Fitch Ratings has set a neutral global sector outlook for the insurance industry in 2026, pointing to a broadly stable operating backdrop and a sector that still holds up under pressure. The agency said resilience remains intact, even as conditions tighten in a handful of markets.
Fitch flagged deterioration mainly in the UK London Market, global reinsurance, US Health, Mexico, and life insurance in China and Taiwan.
Elsewhere, balance sheets look steady enough to absorb slower momentum.
The UK London Market took the clearest hit. Fitch cut its outlook to deteriorating from neutral, citing weaker underwriting margins after sustained rate easing since 2025. Pricing power there isn’t what it was.
Harish Gohil linked that shift to outlook downgrades across Europe and within commercial and specialty lines.
We expect underwriting margins and investment yields to peak or start falling in 2026 after strong levels in 2025, while volume growth is likely to cool.
Harish Gohil, Fitch’s global head of insurance
Italy life and Germany non-life also lost momentum. Fitch revised both to neutral from improving, reflecting expectations that premium growth slows in 2026 while profitability stays broadly flat.
Reinsurance remains under strain. Fitch already moved its global reinsurance outlook to deteriorating in September, and that view stands for 2026.
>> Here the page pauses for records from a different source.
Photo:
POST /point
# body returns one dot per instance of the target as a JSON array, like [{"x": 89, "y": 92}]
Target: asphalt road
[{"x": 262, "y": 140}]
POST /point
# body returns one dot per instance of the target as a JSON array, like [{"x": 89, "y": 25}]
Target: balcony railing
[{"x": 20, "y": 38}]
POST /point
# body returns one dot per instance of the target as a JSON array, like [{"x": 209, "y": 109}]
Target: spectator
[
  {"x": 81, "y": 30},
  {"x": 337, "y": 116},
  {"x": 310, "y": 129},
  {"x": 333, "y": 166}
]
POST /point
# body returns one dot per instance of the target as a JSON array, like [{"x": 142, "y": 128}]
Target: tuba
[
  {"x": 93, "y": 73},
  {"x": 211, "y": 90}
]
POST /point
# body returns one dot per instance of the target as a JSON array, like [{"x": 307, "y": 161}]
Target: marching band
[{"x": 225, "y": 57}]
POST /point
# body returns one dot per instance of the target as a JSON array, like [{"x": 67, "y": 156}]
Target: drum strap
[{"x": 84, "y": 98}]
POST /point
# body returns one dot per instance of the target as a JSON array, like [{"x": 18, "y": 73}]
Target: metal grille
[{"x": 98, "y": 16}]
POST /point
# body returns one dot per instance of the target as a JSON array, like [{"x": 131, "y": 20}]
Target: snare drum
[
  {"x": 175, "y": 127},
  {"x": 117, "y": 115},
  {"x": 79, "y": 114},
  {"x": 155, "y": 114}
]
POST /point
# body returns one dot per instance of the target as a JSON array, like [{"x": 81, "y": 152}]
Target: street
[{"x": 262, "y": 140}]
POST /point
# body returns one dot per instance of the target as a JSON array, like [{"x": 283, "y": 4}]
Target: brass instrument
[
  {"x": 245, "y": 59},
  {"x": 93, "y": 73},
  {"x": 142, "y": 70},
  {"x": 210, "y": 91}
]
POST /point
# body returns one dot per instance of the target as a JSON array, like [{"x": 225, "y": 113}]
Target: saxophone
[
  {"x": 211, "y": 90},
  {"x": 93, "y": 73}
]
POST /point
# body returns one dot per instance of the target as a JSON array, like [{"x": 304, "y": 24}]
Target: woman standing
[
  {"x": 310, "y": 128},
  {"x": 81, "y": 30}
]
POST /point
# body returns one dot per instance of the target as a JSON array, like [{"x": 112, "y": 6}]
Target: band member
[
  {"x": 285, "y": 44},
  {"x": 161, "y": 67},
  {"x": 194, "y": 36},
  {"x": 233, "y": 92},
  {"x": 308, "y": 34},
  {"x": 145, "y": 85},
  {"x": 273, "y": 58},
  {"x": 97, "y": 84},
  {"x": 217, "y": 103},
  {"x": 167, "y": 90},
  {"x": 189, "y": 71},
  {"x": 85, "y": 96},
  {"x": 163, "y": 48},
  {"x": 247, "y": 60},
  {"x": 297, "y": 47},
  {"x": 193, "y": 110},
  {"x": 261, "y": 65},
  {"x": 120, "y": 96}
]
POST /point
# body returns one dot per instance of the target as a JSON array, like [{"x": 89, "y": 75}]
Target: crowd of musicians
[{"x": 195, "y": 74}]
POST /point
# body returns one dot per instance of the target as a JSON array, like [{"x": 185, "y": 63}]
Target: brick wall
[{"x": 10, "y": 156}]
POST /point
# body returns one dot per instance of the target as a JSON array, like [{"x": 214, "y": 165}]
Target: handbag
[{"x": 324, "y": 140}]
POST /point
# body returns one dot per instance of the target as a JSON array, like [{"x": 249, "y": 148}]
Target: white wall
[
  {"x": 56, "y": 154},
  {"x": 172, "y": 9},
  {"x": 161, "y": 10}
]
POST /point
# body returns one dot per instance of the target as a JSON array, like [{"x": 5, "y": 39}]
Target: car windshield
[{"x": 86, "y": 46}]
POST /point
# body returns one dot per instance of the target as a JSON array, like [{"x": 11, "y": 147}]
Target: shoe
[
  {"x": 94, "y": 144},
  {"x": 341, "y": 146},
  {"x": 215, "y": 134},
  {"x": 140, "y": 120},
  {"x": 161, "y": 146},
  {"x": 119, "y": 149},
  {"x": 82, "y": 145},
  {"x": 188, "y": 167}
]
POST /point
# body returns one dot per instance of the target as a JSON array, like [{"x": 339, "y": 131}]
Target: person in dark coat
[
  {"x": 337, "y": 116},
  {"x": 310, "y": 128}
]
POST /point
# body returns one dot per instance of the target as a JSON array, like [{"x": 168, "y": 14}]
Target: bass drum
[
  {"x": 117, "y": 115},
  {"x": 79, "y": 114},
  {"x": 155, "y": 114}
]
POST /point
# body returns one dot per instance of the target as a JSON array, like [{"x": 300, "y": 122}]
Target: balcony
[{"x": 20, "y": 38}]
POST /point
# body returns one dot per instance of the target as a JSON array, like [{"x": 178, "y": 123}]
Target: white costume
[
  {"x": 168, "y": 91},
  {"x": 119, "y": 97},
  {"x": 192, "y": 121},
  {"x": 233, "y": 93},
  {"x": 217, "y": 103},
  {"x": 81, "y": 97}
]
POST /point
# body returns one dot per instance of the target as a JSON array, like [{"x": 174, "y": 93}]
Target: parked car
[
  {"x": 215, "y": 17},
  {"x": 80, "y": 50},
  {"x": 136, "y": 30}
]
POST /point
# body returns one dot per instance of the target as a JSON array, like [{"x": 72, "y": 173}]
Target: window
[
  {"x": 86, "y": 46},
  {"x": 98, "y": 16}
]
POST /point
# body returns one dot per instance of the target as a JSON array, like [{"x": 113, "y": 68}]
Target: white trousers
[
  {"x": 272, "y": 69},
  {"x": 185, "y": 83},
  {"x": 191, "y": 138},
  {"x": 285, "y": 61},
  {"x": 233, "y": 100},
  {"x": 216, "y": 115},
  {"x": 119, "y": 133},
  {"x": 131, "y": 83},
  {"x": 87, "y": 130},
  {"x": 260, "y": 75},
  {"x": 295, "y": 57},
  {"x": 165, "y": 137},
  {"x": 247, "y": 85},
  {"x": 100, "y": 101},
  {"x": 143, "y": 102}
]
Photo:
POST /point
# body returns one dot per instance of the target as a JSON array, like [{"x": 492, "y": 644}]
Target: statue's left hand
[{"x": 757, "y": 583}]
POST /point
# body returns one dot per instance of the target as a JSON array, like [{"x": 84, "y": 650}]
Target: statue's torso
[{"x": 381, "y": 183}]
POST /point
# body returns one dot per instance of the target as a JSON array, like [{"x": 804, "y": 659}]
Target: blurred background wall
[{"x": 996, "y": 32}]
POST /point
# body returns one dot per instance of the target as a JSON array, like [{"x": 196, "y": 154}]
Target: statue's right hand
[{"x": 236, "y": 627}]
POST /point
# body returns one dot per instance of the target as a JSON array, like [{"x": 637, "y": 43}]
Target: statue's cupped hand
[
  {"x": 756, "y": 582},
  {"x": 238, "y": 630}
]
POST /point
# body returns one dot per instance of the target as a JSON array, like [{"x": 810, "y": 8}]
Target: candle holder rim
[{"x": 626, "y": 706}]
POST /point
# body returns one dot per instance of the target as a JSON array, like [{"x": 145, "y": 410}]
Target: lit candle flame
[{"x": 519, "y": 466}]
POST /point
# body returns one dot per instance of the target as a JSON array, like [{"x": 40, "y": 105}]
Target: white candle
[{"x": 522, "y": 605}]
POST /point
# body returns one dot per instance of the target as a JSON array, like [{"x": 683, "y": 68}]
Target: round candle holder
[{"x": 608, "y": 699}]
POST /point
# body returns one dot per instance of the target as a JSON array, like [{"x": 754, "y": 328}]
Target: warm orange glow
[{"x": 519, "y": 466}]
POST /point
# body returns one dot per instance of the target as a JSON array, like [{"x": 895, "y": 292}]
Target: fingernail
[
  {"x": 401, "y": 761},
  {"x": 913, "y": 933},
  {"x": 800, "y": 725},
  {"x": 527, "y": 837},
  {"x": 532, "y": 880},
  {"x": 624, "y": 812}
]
The agency expects operating and business conditions to worsen compared with the prior year, even if capital remains available.
In the US, Health insurance stays on a deteriorating track. Elevated medical cost trends refuse to cool, and margins feel the squeeze.
Outside those areas, the tone steadies. Most US and APAC insurance markets keep a neutral outlook, supported by stable margins, cautious asset-liability management, and strong solvency buffers. No drama there, for now.
Fitch also rolled out outlooks this year for selected emerging markets across EMEA. Saudi Arabia stands out on the upside. The agency assigned an improving outlook for non-life, driven by expectations of better underwriting results in 2026 after a weak 2025.
Mexico moved the other way. Fitch shifted its outlook to deteriorating, pointing to weaker financial performance and capital pressure following changes to the Revenue Law.
Fitch warned insurers to keep an eye on asset price deflation, market volatility, and higher-than-expected default rates. Any of those could dent financial profiles through investment losses.
Monetary policy sits in the background. Rate cuts would trim investment yields, though Fitch expects that drag to show up gradually. At the same time, growing exposure to illiquid assets in some life markets bears watching. That risk doesn’t bite immediately, until it does.